The EU’s Value Added Tax (VAT) rule, under which imports worth €22 were not subject to tax, was scrapped in July last year, further complicating the regulatory environment for many e-commerce businesses who now have to endure heavy bureaucracy to pay VAT. on all their imports.

“Most reported e-commerce goods were under €22 [and therefore exempt from tax]Egon Veermae, COO of Estonian e-commerce compliance firm Eurora Solutions, told PYMNTS in an interview.

He added that these strict regulations are in stark contrast to the United States, where companies enjoy an $800 threshold before being subject to tax rules.

Another challenge that EU cross-border businesses face is the requirement to now declare all goods to customs. According to Veermae, this leads to the complex task of having to calculate different VAT rates depending on where the recipient is based — for example, the standard VAT rate is 19% in Germany, while in Estonia it is is 20% — in addition to other tax requirements that companies may be subject to.

Ultimately, businesses are struggling to keep up, leaving them in dire need of a solution that helps them calculate their taxes correctly. It’s a solution that the artificial intelligence (AI) and machine learning (ML)-backed company offers its clients through its proprietary platform that fully automates tax, compliance and customs departments.

“We have integrations with the various European customs authorities because there is no [centralized] customs authority in Europe,” Veermae explained. “Beyond these technical integrations, there is also the language barrier that we help overcome.”

Unlike some competitors, Eurora Solutions’ automated solution comes with a customer support service to help customers navigate new regulations.

“When we onboard the client, we always appoint you a special tax accountant who can always answer all your questions,” he noted.

Expansion in the Middle East

Last month, the cross-border e-commerce compliance platform landed $40 million in Series A funding in an oversubscribed round that was considered one of the largest such funding rounds in the world.
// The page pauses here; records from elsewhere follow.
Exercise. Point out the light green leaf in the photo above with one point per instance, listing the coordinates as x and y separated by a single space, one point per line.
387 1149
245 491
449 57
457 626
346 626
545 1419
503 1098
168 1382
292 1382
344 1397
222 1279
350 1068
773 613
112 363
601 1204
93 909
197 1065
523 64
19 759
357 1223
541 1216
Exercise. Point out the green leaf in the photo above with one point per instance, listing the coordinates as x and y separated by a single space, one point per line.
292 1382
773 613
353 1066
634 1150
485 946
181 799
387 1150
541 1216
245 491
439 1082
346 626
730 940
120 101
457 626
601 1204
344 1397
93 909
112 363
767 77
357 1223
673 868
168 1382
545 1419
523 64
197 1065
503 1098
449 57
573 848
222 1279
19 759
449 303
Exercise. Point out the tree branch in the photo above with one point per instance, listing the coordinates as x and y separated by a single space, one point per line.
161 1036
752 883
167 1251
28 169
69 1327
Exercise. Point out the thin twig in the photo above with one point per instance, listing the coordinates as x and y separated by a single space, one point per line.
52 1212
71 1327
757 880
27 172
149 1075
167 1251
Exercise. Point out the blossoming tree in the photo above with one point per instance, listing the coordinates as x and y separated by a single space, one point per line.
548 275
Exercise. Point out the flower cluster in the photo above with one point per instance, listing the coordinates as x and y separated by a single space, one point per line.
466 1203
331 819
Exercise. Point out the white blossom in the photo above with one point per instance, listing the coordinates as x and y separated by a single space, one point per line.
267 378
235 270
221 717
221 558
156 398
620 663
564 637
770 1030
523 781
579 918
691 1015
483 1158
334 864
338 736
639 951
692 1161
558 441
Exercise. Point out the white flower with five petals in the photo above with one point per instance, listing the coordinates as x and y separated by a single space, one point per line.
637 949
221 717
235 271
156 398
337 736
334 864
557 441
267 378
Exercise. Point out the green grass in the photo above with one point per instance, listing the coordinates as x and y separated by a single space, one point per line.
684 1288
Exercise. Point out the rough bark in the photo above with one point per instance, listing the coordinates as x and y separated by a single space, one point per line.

Estonian startup ecosystem.

Read more: Eurora Solutions secures $40 million for e-commerce compliance platform

According to Veermae, part of the funds have been earmarked for expansion into Middle Eastern markets, which hold huge potential for business growth but require a good understanding of the local culture and how to successfully set up a business in the region.

“We want to find our niche and identify how we can help businesses,” he said. “This is the biggest challenge, in addition to ensuring good penetration in these markets.”

However, another challenge will come from regulators and pressure from governments on cross-border businesses to collect more taxes.

“Countries now require e-commerce platforms to start collecting cross-border taxes, I think that’s going to be the biggest challenge,” Veermae said. “It’s been implemented in the UK, now in Europe, and next year Singapore will start using the same logic.”